Zaccimi’s words came back to her:
Do you think you can absolve yourself of any guilt by saying you’re following orders? . . . You make a conscious decision every time you pull the trigger.
The dead woman was right: she did make a choice. And right now she had another one to make. Yes, it was blind obedience. She understood this. But that didn’t make saying no any more likely. She stood there with her hand on the door, looking at the young mother putting her baby back into the buggy.
You make a conscious decision . . .
She opened the door.
CHAPTER THIRTY-FOUR
THE ADDRESS ON THE CARD HAD LED HIM to an old brownstone. He arrived as night fell, before the storm broke.
There was nothing really remarkable about the building itself—it was one of the wider ones, with large bay windows flanking the front door, five stories tall plus a subbasement below the entrance stairs. It was made entirely of dark brown stone rather than brick, meaning it was a proper brownstone—apart from the fact that it was patrolled by obviously armed, obviously well-trained, obviously on-high-alert guards.
Who are you people? Really. Not just some made-up name . . . Who are you?
He watched the guards pace around the front gates. The suit at Penn had called them The Hidden. He’d also called them a dragon. A dragon, Jake saw, that was equipped with automatic rifles and God only knows what other ordinance.
Jake sat on a stoop a couple of hundred yards away, rolling a cigarette so he looked like any other guy taking a load off, and ran through the most immediate problem he faced—how to get in there.
His phone started vibrating in his pocket. He assumed it was Finn letting him know how things had gone down at Port Authority. But it wasn’t her, it was an alert from his voice mail.
He dialed in, assuming it was telemarketers or some other sign that the world wasn’t in fact ending and that the vermin who preyed on people were already out in force trying to sell them shit they didn’t need.
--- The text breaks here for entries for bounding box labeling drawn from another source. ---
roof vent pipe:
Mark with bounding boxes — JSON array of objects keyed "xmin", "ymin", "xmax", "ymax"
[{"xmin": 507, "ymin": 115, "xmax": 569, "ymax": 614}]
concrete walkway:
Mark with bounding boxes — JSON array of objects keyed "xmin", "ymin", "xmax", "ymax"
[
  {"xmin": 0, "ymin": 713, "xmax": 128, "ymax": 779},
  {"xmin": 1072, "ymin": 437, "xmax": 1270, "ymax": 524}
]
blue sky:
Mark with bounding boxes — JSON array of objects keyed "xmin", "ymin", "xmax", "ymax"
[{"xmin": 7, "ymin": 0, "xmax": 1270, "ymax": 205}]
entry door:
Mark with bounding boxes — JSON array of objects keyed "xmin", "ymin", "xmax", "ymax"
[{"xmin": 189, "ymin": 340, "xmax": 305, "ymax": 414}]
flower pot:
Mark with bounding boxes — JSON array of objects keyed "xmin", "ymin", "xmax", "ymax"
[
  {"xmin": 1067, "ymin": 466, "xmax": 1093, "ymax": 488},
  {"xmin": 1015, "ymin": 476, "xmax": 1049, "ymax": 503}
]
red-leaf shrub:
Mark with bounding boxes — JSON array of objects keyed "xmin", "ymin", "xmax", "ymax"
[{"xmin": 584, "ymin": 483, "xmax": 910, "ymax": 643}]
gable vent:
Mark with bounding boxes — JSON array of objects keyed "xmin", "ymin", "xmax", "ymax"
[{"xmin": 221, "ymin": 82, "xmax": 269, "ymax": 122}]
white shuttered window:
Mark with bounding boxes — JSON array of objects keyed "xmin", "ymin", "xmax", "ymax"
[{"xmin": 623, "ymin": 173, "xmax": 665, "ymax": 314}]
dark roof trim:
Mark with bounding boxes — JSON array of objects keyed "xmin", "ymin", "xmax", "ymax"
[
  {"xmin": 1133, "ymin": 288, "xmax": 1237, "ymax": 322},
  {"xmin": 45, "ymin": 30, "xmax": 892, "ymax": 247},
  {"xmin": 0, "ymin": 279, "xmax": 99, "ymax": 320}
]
He listened to the message.
It was Sophie:
“I’m not going to say I’m sorry again, Jake. You know I am. I’m banking on the hope that you’ll do the right thing. Remember the girl I was, not the woman they are telling everyone I became. I’m neither. Both, I guess. But I can’t get out of this now. I have to see it through to the end. I’ve done things I’m not proud of. Things I should never have done. And I’ve gotten you mixed up in all this. I’ve sent you out to fight Goliath and forgotten to give you any stones for your sling. You need stones. I’m going to send you something. Use it well. And try not to hate me, Jake. I’m not a bad person. I just messed up. We’ve all done that, haven’t we?”
The message was time coded over an hour ago.